Friday, January 12, 2007

Lynn Township Excesses Led to Reform

Morning Call columnist Bill Rutherford White reminds us, in a recent column, about the spending excesses inflicted on unsuspecting taxpayers by second class township officials. "Under state law, second-class townships like Lower and Upper Macungie can allow supervisors to hire and supervise themselves, blurring the lines between management and labor, in effect making them accountable to themselves."

Lynn Township has ended that practice, thanks to reform-minded township officials like David Najarian. Chris Casey tells us why in an excellent report at True Dems. Here's a brief excerpt.

The Township employed a full time Secretary Treasurer who worked out of their home. From all appearances, it seems that the person charged with the duties did the barest minimum of work possible, but at least made sure that they, and the other employees and/or Supervisors, got paid.

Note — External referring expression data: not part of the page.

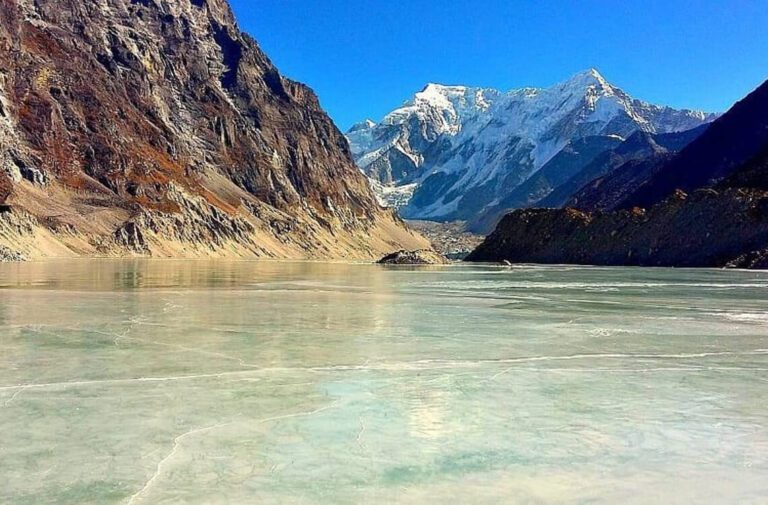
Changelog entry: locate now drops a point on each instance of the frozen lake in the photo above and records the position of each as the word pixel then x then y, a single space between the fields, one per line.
pixel 161 382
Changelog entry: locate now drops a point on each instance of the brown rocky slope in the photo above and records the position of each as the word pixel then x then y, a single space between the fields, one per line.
pixel 725 224
pixel 156 127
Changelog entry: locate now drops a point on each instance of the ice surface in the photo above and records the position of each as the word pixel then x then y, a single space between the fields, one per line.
pixel 258 382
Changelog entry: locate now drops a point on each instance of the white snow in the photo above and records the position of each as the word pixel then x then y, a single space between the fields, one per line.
pixel 493 135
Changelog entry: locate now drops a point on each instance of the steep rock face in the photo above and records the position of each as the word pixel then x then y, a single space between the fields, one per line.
pixel 614 174
pixel 570 161
pixel 725 225
pixel 157 127
pixel 705 229
pixel 730 142
pixel 460 151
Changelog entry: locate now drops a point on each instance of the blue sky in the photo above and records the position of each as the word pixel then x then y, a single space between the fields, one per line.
pixel 366 57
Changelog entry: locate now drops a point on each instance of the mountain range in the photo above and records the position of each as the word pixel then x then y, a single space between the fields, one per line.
pixel 705 206
pixel 157 127
pixel 463 153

What few records that were kept show that Lynn Township has not invoiced any reimbursables for almost a decade, going back to 1998. After firing the Secretary treasurer and hiring a new one, an internal audit showed clear evidence of petty theft and missing equipment. It was also discovered that the Township was Delinquent in paying Federal Wage withholding taxes for a period in 2004, and had not filed several mandated pension reports.

1 comment:

Billy Givens said...

The situation in Lynn Township is the inevitable result of the 1901 "Ripper Act" of 1901, repealed fortunately in 1903, but replaced, unfortunately, with the municipality classification system, which has continued the interference in local-government affairs to this day.

The Billy Bytes publications have reported extensively on the Ripper and Classification acts, citing as references, among others, the 1917 edition of The Encyclopedia Brittanica.

The acts are an example of why Pennsylvania's 1873 Constitution cries out for reform, along the lines espoused by the Jefferson Reform Initiative, an issue that was never even discussed in the last general election, unfortunately.